Human Rights & Individual Liberties
October 18th – International New York Times – Supreme Court Allows Texas to Use Strict Voter ID Law in Coming Election
It’s been a tough week for civil rights advocates. Just a few days after the Voter ID law got struck down in Texas, a federal court of appeal overturned the decision and made it legal for the State to require photo identification of voters, on the eve of the mid-term elections.
On Sunday, the Supreme Court, which recently issued an emergency order to block a Voter ID law in Wisconsin, surprisingly upheld the court of appeal’s decision. With this ruling, the Court has disenfranchised over 600,000 potential voters being, in their vast majority, black or hispanic.
This decision is set to have a major political impact, as it takes place only one day before the opening of the early voting process.
October 17th – Financial Times – Egg-Freezing Is Latest Talking Point in Valley Diversity Debate
Facebook and Apple announced that they would offer to pay for their employees’ oocyte cryopreservation, aka the freezing of women’s eggs, in a bid to attract more women to the Silicon Valley.
Since last’s week comment from Microsoft CEO Satya Nadella, advising women not to ask for pay raises, the debate over gender gap and women’s place in California tech companies has been making headlines.
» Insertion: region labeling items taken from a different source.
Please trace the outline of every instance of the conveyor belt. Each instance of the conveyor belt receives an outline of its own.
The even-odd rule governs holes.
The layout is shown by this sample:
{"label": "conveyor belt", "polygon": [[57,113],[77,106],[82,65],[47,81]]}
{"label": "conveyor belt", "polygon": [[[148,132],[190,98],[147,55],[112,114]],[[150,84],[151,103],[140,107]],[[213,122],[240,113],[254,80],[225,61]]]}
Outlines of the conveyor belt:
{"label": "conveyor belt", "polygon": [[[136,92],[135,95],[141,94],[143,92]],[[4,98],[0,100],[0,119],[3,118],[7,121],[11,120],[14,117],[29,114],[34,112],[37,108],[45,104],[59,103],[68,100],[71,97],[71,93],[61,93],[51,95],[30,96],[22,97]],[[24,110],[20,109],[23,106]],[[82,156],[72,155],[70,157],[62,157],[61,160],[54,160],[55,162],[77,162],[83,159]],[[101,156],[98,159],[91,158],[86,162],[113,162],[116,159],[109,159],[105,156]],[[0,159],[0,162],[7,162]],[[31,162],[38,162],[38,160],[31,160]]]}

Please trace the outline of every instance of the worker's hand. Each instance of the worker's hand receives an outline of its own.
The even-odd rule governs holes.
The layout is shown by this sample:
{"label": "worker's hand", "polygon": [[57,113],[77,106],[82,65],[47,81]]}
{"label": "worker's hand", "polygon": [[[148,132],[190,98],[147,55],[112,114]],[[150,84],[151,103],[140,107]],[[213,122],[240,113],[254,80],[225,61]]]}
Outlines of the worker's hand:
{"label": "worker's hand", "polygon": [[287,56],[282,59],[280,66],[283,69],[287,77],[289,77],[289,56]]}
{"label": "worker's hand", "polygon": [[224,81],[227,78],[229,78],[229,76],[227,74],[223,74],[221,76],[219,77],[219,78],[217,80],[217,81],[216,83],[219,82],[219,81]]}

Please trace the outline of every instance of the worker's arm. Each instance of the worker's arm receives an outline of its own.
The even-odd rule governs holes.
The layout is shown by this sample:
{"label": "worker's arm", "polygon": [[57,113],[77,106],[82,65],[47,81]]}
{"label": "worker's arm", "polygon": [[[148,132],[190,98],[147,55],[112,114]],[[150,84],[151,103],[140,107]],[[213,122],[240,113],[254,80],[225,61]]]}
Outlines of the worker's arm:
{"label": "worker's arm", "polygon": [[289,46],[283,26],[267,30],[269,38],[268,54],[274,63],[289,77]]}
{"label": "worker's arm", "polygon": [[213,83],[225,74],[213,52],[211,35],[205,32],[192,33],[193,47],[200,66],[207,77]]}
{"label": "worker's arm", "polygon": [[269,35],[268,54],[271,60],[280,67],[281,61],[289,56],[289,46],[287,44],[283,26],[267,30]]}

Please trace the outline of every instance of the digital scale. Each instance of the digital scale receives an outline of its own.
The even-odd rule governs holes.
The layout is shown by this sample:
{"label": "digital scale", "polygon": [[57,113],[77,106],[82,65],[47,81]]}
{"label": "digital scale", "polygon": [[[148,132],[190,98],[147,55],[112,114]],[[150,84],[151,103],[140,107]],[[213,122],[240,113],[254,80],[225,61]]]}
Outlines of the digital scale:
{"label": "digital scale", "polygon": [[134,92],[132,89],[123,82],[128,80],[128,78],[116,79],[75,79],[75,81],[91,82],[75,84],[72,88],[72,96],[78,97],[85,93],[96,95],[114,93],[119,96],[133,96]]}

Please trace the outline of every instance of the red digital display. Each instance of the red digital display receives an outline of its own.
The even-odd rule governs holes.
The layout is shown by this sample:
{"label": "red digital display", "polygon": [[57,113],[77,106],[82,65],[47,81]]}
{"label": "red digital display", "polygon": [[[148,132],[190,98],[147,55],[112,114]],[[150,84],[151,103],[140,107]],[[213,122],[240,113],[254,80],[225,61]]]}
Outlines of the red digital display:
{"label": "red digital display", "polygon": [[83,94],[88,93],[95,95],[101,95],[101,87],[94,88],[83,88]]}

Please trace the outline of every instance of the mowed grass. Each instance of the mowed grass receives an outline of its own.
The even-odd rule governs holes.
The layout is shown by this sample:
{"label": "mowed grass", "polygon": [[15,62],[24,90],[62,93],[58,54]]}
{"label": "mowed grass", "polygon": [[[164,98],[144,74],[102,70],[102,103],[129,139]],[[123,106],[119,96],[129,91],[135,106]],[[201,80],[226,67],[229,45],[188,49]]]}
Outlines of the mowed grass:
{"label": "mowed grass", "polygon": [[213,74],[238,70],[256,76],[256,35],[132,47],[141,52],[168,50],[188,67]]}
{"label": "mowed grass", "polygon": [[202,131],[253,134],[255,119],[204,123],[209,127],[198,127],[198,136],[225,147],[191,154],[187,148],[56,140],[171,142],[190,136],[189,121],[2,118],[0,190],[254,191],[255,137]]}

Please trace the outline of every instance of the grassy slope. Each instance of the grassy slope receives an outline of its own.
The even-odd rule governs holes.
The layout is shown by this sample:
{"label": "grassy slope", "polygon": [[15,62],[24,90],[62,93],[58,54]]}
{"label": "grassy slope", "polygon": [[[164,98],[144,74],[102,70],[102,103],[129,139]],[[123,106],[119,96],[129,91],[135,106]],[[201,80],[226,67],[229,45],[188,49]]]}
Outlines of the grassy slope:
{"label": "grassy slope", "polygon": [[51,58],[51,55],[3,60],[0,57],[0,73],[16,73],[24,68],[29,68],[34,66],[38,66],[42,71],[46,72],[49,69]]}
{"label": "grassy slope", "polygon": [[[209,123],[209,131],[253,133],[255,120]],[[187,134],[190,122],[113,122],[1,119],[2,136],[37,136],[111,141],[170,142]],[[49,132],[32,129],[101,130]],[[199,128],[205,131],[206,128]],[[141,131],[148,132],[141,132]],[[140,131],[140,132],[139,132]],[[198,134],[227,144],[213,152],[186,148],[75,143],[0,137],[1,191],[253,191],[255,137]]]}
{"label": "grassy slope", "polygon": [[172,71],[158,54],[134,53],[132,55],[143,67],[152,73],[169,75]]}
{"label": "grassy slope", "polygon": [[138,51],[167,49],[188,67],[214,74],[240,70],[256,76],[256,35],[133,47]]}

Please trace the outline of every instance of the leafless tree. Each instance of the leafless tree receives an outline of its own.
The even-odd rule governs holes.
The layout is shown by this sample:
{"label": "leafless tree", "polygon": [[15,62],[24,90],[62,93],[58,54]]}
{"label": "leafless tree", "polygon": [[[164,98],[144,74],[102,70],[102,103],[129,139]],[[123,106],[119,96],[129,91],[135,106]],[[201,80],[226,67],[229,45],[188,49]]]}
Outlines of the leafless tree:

Studies show that these companies remain largely male-dominated (70% of male employees on average). Although some praise the egg-freezing initiative, many analysts say women are still forced to make a choice between their jobs and their families. Instead, they say, tech companies should work on adapting their corporate culture to allow the development of both employee’s career and family life.
October 16th – Truthdig – Hysteria Over Ebola Fuels Racism, While the Real Disease Is Capitalism
Pointing at the myth of the “diseased foreigner” as a fertile ground for racism, Truthdig journalist Sonali Kolhatkar bemoans the instrumentalisation of Ebola in the public debate in the US.
Coming back on the death of Thomas Eric Duncan, the first man to have developed and died of Ebola on the US soil, she notes “while other Ebola patients were seen as victims, Duncan was viewed by authorities as a malicious carrier of the deadly disease.”
Moreover, “there are major concerns of a global scale that ought to be discussed but are rarely tackled in the mass media”, Kolhatkar adds, citing among others the role of poverty and the chronic lack of medical care, the inaction of Western countries and the culpability of pharmaceutical industries in the fast spreading of the disease.
Environment and Sustainable Development
October 17th – Climate News Network – Ice Loss Sends Alaskan Temperatures Soaring
A study led by scientists at the University of Alaska Fairbanks found that temperature in the Northern part of the State has risen by more than 7° celsius in 30 years. As a comparison, the global average temperature increase over the past century is around 0.8°.
No wonder, say the scientists, because the Arctic has been found to warm up faster than the rest of the globe. Therefore, ice may melt faster than expected and the urge to take action to protect the Arctic is now stronger than ever.
October 14th – USA Today – Tom Steyer: Midterms mark the start of climate campaign
Billionaire environmentalist Tom Meyer has become the biggest Super PAC donor for November election, as his donations for campaigns now exceed $42m.
The hedge fund manager, whose fortune is pegged at $1.6b, already gave away $40m to create the TomKat Center for Sustainable Energy in 2008. Today, he promotes Democrat candidates that will push forward actions to help slow down global warming and shed the light on the human consequences of fossil-fuel consumption.
As a consequence, Steyer is today the leading counterweight to the Koch brothers’ conservative network of organizations, whose donations to the GOPs are often counted in hundreds of millions.